When he returned, Delaney had an unlit cigarette in her hand, holding it between her fingers as if she were smoking it.

“Anyway,” he said, glancing at the cigarette and then away.  “How does it end?  The story, I mean.”

For the first time, she seemed entirely sincere.  “Don’t ask me if you don’t really want to know.”

He waited for a smile.

No smile.

“No, really, I want to know.”

“Bennington, here’s where fiction is much better than real life.  By meeting me, the Duchess of Doggerel, you realize that being a Republican ain’t all that it’s cracked up to be, that the system’s played you for chump.  Thanks to unregulated markets, you’re out of a job – I’m guessing insurance, something like that – and that you own a condo whose equity has deflated in this housing meltdown like a post parade Macy’s Day Snoopy.  And, look, don’t take this personally – I see your ex as a – forgive me – as a vapid, spoiled woman who color codes her to-do list.  In other words, boring.  You realize after our chance meeting that there’s more to life, that ultimately your ex is small-minded, materialistic, so you end up being a so-called developing character, which makes the story much cooler.”

“Damn,” Bennington said smiling goofily, “You’re good.  You about got Amy nailed.”

“But seriously, Bennington, that’s not how real life works.  It’s too big of a change in too short of a time.  Even the Duchess’s charismatic personality can’t undo a quarter century of Republicanism in twenty minutes.”
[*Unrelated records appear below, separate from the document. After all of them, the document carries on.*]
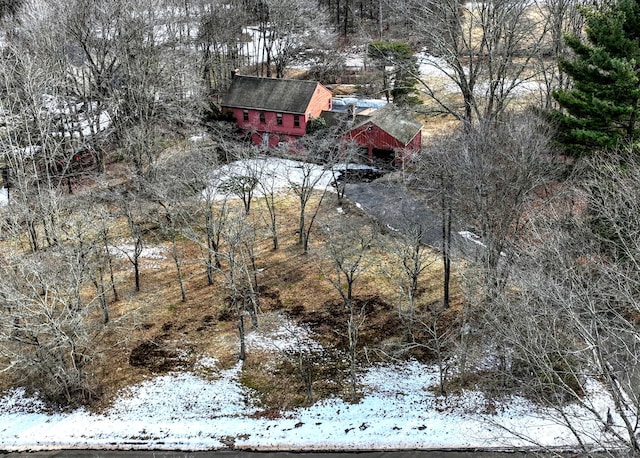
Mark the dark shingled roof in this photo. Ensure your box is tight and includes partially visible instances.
[221,76,318,114]
[354,104,422,145]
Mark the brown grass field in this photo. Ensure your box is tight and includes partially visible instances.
[70,171,461,415]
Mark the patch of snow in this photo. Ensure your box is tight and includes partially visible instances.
[109,243,166,260]
[0,358,624,451]
[246,319,321,352]
[202,157,333,199]
[458,231,487,248]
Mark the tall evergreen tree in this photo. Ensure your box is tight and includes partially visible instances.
[552,0,640,154]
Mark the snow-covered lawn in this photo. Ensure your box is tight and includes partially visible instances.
[0,358,620,451]
[0,158,620,451]
[0,316,624,451]
[202,157,333,198]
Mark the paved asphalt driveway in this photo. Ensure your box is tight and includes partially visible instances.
[345,179,442,247]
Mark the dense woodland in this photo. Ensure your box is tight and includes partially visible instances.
[0,0,640,454]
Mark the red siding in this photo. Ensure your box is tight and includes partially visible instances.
[345,122,422,161]
[222,83,332,147]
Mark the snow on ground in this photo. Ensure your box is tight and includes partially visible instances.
[0,358,624,451]
[0,314,624,451]
[202,157,333,199]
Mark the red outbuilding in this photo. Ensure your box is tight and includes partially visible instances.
[344,104,422,161]
[221,75,332,147]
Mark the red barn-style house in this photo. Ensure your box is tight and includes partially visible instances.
[221,75,332,147]
[344,104,422,162]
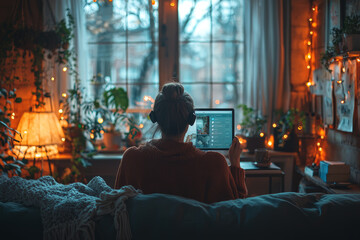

“Wait,” Bennington said.  “How did you know I was a Republican?  I’m thinking seriously about voting for Obama.”

“What’s this?  The end of Perry Mason?  Look, Bennington, puh-lease. You winced when I toasted Obama; your name is Bennington; you don’t like to be called Benny; and you’re wearing a polo shirt and khakis for godssake.  Case closed.   But, let’s forget all of this mumbo jumbo and go out and have a good time, okay?  You up for an early dinner?  My treat. Look, I like you Benny.  If I didn’t, I’d drop you like a bank stock.”

Bennington looked out beyond the steeples at the river and remembered that daylight savings time was over tonight, that tonight he could turn back the hands of time. A whole extra hour and then the Sabbath to recover and nowhere to go Monday except maybe up to the mountains to see his good friend John Woodmansee.

“Hey Dutch, I like you, too.  You’re a character.”

“No, Benny, you’re the character, remember, and don’t hand me any static.  We’re going to have us a little denouement tonight.  How does Snapper Jack’s sound?”

“Sounds good.”

She downed what was left of her martini.  Pushing her chair back from the table, she stood, flicking her hair away from her eyes and throwing her scarf over her shoulder.  Bennington followed her out into the night.  It wasn’t until they rounded the corner of Vendue and East Bay that he realized that they hadn’t paid.